25.11. «На Саккизском направлении к югу от озера Урмии наши разъезды по глубоким снегам продвинулись на 25 верст к юго-западу от Саккиза».

2. III. «На Саккизском направлении наши отряды сбили турок с перевала Калихан. Наступление продолжается».

Редакционное разъяснение этой телеграммы гласило:

«В районе перевала Калихан наши атакующие части окружили противника и частью уничтожили, частью взяли в плен. Перевал, открывающий дорогу в Месопотамию, нами занят, несмотря на упорное сопротивление турок и огромные трудности из-за снегов. В связи с наступлением со стороны Керманшаха громадное значение приобретает движение наших частей от Калихана. Заняв этот пункт, крайний левый фланг армии генерала Юденича нависает над флангом отступающего Исхана, которому при отступлении на Моссул пришлось бы совершить фланговый марш мимо этих отрядов».

Так, раздувая события, царская пресса отчитывалась перед своими хозяевами-англичанами.

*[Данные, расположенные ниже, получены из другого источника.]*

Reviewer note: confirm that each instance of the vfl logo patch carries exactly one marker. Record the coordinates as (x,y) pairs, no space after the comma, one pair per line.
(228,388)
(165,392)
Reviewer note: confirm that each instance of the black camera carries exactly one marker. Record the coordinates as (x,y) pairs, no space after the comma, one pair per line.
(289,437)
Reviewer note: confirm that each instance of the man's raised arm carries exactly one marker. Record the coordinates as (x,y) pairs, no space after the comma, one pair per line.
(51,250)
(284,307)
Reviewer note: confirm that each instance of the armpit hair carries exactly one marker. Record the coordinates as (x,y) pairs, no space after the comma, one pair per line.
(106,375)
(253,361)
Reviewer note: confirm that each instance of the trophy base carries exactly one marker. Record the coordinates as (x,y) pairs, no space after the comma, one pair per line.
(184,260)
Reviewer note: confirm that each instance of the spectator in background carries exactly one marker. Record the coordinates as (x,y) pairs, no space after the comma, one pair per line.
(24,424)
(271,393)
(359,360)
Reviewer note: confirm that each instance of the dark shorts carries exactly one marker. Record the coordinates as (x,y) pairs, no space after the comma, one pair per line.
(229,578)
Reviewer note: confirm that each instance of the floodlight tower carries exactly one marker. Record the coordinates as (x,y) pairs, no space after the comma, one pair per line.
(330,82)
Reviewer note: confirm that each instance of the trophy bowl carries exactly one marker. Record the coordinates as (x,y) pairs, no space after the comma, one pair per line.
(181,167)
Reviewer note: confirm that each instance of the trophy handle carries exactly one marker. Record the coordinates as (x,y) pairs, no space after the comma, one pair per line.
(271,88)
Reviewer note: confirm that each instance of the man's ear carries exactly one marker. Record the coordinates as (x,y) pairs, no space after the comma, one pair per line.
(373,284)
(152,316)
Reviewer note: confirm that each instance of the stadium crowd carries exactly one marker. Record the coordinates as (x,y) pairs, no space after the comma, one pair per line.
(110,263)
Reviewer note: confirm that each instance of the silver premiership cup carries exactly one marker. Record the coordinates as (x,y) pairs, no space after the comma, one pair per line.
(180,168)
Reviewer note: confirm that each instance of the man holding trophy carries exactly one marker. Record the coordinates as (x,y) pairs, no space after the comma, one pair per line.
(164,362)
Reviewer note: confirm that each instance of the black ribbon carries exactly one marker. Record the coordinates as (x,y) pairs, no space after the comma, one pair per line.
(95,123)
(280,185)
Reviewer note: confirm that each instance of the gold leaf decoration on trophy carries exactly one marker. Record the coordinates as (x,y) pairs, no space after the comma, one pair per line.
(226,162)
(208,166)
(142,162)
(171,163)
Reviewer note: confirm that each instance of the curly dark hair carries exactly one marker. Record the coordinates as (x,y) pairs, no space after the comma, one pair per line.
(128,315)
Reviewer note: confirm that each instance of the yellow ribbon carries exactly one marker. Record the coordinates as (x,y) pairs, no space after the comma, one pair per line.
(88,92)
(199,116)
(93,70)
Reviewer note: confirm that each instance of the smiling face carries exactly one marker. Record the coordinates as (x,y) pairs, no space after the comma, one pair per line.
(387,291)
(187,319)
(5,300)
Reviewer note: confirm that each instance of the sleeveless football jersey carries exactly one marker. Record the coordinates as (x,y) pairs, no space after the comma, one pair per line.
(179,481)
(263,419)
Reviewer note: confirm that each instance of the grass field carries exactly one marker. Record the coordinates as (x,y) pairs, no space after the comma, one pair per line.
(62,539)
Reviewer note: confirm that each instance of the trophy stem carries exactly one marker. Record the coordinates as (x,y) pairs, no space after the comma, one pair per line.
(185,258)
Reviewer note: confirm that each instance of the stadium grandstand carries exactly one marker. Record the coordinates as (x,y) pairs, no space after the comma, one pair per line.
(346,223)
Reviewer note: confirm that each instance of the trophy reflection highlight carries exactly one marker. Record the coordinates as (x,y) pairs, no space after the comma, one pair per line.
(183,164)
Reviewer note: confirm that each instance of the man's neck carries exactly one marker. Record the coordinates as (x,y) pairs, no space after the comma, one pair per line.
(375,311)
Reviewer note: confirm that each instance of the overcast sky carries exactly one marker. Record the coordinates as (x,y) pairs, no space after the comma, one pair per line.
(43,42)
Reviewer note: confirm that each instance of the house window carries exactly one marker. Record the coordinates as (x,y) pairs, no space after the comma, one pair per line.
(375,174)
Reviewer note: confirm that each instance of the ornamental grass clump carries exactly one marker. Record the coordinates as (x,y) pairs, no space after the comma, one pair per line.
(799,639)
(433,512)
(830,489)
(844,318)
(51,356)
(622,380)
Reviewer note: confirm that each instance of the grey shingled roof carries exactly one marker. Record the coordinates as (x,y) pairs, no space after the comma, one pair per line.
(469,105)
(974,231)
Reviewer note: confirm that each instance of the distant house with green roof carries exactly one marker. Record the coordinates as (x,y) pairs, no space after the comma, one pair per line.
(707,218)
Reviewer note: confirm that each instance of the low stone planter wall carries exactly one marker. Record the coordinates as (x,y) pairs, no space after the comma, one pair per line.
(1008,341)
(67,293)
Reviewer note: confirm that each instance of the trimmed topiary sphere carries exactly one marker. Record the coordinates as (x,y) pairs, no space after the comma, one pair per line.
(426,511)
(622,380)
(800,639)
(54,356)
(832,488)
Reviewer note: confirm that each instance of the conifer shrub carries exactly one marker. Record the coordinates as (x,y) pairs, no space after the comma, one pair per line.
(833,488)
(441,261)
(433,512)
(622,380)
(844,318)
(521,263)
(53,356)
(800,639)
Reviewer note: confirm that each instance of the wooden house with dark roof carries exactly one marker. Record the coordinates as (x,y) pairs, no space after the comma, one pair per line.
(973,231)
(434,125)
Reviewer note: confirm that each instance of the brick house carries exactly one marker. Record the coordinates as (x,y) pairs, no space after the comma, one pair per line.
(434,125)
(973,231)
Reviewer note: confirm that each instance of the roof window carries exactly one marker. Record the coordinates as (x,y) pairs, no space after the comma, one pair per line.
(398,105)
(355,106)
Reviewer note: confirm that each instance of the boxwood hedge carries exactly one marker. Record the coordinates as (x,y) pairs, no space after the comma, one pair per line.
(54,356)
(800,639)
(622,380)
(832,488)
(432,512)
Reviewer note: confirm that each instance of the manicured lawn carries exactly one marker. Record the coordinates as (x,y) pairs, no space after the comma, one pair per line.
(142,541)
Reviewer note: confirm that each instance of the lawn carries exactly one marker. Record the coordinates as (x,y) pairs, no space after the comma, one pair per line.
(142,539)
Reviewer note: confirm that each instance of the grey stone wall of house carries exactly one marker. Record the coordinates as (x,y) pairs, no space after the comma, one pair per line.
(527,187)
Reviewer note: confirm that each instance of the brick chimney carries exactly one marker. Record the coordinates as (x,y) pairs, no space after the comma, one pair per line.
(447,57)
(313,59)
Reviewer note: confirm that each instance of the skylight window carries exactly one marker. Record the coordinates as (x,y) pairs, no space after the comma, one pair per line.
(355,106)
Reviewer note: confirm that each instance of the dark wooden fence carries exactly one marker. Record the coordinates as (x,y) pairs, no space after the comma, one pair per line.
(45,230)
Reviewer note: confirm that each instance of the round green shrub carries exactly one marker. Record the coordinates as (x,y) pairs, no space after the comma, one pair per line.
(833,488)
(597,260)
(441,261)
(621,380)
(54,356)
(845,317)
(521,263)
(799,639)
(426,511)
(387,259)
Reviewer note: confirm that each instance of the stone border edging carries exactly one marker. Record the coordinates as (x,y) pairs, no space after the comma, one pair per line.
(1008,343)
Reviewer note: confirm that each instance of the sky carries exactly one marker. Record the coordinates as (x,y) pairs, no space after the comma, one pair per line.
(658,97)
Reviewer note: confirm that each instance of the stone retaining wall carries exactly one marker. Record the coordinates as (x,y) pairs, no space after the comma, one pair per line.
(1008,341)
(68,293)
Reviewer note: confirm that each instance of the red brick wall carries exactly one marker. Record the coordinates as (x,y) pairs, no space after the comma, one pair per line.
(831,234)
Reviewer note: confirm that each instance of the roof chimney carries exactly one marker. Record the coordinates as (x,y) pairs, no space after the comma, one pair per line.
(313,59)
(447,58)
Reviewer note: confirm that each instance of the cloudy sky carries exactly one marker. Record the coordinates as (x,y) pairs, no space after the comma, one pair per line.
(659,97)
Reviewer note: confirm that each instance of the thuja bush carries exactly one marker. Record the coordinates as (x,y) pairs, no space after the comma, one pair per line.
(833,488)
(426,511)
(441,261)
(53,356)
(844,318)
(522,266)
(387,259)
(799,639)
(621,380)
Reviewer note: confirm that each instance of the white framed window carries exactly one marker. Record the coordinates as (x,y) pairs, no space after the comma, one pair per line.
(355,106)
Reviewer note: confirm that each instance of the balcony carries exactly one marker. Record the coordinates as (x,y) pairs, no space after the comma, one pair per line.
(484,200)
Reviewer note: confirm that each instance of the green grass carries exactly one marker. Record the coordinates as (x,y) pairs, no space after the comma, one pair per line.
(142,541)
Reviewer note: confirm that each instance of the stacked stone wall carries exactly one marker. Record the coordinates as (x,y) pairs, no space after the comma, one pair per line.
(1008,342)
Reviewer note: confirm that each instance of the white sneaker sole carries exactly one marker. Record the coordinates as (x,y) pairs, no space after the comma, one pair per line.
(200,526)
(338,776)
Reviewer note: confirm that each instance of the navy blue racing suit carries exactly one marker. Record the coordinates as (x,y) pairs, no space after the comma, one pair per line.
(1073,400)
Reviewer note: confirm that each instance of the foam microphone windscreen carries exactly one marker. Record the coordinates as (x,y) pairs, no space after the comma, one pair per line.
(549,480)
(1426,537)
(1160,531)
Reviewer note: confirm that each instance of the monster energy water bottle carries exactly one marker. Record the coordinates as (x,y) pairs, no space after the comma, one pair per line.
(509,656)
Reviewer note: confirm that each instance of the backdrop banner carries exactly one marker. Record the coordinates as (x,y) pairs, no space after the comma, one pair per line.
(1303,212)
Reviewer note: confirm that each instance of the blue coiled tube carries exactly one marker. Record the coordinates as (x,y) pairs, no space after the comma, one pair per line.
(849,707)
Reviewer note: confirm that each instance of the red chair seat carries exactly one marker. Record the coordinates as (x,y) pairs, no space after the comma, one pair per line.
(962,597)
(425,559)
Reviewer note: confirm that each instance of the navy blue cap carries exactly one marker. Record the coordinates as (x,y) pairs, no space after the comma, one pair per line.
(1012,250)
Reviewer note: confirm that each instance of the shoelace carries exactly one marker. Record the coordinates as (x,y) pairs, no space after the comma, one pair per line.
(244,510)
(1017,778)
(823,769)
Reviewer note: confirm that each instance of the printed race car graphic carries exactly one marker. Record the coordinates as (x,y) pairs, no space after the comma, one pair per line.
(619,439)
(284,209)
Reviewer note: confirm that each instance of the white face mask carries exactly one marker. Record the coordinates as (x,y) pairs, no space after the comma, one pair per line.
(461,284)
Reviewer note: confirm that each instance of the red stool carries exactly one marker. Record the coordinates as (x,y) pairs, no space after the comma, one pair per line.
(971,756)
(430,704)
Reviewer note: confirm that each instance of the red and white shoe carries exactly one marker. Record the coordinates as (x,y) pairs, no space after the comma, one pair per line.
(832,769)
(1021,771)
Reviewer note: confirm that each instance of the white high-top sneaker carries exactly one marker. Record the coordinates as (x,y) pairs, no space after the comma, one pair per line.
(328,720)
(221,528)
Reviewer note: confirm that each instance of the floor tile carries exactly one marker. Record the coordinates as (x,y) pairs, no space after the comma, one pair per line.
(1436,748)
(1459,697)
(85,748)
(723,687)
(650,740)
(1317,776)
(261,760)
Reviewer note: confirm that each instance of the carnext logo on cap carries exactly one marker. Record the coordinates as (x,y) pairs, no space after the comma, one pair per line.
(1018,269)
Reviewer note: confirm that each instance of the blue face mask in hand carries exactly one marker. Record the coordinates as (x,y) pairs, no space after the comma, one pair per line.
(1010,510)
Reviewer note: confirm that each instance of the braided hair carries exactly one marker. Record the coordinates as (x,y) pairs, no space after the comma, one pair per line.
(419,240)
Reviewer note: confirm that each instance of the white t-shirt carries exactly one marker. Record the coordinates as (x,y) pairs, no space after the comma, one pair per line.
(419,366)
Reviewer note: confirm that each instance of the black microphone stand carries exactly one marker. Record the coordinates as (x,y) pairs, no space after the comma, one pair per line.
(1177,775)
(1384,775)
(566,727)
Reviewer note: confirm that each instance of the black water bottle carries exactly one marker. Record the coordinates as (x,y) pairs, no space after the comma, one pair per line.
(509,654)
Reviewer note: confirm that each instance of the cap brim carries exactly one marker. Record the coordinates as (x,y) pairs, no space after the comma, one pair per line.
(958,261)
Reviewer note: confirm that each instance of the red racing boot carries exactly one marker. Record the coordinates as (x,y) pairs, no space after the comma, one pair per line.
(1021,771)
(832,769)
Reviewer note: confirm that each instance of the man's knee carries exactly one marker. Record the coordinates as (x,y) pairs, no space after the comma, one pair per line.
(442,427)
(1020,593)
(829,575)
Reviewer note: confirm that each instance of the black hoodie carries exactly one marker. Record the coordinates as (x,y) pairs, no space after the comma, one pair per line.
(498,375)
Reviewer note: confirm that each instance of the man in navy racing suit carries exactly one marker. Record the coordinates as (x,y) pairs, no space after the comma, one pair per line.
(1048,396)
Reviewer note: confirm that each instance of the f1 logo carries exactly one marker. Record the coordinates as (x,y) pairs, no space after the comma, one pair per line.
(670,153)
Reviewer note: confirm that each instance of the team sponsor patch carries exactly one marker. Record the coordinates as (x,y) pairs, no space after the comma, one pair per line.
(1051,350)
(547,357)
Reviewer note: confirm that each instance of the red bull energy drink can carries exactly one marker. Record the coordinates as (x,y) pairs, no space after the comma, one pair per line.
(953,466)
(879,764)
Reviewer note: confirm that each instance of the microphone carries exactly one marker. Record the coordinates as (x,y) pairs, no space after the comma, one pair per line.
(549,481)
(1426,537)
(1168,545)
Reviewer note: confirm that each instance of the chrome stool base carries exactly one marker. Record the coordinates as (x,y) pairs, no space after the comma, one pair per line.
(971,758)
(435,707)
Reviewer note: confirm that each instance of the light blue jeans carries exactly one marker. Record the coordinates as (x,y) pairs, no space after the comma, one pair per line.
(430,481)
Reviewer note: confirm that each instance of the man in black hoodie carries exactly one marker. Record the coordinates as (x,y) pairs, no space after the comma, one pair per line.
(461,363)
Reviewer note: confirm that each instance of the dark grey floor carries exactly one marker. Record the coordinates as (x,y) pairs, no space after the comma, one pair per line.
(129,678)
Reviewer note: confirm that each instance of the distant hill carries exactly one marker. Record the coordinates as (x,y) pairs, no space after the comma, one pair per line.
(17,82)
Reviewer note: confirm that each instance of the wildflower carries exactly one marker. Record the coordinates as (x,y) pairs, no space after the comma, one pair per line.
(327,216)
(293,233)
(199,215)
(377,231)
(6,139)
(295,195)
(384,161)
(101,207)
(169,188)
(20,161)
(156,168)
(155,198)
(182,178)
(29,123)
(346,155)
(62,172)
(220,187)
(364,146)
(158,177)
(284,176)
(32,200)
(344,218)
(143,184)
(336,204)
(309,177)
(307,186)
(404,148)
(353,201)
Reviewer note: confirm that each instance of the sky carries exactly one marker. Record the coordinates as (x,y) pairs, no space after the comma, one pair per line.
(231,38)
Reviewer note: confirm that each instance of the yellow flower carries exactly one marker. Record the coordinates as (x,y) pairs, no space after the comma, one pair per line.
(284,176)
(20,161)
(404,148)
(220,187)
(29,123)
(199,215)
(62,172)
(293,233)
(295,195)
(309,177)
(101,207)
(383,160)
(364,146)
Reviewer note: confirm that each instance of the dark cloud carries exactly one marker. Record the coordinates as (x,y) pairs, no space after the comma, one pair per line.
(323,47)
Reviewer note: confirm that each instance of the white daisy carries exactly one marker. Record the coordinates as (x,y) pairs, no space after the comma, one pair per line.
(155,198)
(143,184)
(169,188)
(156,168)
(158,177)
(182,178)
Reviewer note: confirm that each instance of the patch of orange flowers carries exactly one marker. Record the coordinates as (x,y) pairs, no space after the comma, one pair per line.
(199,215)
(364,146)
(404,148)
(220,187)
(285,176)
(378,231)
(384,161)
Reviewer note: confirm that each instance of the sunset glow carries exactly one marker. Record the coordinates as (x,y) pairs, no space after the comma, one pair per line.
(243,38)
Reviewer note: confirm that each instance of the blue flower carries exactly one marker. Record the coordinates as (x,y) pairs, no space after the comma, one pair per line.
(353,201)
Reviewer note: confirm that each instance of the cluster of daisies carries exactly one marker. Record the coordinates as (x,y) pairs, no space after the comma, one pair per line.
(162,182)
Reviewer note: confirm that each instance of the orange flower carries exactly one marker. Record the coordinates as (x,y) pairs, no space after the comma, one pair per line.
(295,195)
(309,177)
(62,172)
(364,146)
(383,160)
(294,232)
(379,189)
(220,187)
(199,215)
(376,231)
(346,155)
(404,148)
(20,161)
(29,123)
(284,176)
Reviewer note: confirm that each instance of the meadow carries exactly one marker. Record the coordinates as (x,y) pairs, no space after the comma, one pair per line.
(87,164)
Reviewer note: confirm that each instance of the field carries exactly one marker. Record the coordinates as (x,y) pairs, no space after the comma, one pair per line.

Но англичане мало верили газетным победам, имея собственные сведения непосредственно с фронта. Лорд Керзон с трибуны палаты лордов напоминал русскому правительству, что «в Персии еще имеются турецкие силы, которые должны быть выгнаны оттуда».

Последнее победное сообщение с Саккизского фронта в самом начале марта гласило:

«На Саккизском направлении наши передовые части, преследуя турок, вступили в пределы Турции».

К этой глухой телеграмме меланхолично прибавлялось:

«Началась распутица».

Далее характер сообщений резко меняется:

«В Персии, в тылу наших войск персы и курды уничтожают наши телеграфные и телефонные линии».

«Усилились враждебные действия курдов» — гласило последнее сообщение с Саккизского направления.

В конце марта были сообщения с фронта генерала Арбатова о том, что части этого отряда пробились в Турцию, заняли Хамадан, и в Кизыл-Рабаде разведчики установили связь с передовыми частями английской армии генерала Мода, которому удалось в конце концов занять Багдад. Таким образом, поручение, данное англичанами русской армии, было выполнено. Но в конце марта появилась телеграмма с английского фронта со ссылкой на силы природы, мешающие победам англичан.

Она гласила:

«Вследствие миража сражение на реке Диале под Багдадом было приостановлено».

Этим пугающим миражем было для англичан известие о русской революции, о том, что русское пушечное мясо перестало быть таковым, что запроданная живая сила не признает сделку торгашей.

Но революция была не миражем, а самой подлинной, настоящей действительностью.